On the Democratic side, Mr. Lauder said he planned to reach out to a group of freshmen Democratic congresswomen who have been become known as “the Squad,” which includes Representatives Alexandria Ocasio-Cortez of New York, Ayanna S. Pressley of Massachusetts, Ilhan Omar of Minnesota and Rashida Tlaib of Michigan.

Ms. Omar and Ms. Tlaib are the first two Muslim women ever elected to Congress and both have become lightning rods for many in the pro-Israel community. Israel barred both from coming on an official visit, under pressure from Mr. Trump.

“I’d like to sit down and talk to them,” Mr. Lauder said.

Mr. Lauder said he differentiated between those critical of Israel’s policies and those who questioned the existence of the state of Israel.

“I think everybody has a right to disagree with Israel’s policies and what they’re doing,” he said, though he added that he was uncomfortable with the boycott, divestment and sanctions movement.
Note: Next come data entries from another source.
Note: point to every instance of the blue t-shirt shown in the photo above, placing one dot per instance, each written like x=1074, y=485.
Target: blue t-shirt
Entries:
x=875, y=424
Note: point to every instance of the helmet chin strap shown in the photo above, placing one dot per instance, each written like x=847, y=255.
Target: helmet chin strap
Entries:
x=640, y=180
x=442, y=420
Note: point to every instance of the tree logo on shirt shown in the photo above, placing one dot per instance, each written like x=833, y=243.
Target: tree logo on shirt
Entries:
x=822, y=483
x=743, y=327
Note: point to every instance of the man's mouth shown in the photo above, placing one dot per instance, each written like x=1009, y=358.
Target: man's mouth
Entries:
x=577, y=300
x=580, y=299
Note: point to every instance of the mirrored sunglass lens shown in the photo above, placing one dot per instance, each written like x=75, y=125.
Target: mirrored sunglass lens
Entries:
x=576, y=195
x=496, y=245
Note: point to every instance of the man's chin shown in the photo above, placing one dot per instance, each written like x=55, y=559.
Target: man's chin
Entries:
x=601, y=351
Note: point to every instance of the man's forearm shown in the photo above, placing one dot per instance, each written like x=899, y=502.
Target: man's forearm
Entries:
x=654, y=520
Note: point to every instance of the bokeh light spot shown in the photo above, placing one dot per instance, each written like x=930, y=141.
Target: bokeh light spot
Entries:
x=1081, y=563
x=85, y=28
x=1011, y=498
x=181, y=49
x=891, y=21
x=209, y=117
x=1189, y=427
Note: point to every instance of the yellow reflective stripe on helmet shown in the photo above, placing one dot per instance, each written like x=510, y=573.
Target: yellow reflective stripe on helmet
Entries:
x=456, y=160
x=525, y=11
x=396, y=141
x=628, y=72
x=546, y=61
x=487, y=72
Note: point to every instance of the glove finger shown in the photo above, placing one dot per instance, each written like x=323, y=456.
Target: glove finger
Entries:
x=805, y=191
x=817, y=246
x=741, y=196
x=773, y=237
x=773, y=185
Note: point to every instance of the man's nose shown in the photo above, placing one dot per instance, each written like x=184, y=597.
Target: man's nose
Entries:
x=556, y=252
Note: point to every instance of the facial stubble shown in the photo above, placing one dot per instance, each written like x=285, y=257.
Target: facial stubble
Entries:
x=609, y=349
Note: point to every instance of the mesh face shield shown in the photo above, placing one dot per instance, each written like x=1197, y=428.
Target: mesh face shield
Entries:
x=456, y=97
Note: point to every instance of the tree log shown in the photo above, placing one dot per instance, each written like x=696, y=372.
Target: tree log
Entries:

In addition to the political work, Mr. Lauder said his group planned to look into universities, and their professors, that he sees taking “an anti-Semitic point of view” and pressure them by contacting major contributors.

“Either stop it,” Mr. Lauder warned, “or we’ll go after your donors."

Mr. Lauder also told the story of recently meeting with a student who had just been called a Jewish slur on the streets of Manhattan — and no one stopped or even reacted.

“I thought about it and thought about it,” Mr. Lauder said. What if, he said, it had “been a person of color and someone used the N-word? Everyone would have turned around. Or had it been a gay person and someone said something to him? People would have turned around. We, the Jewish people, have allowed people to insult us and we’ve been taught to almost just be quiet.”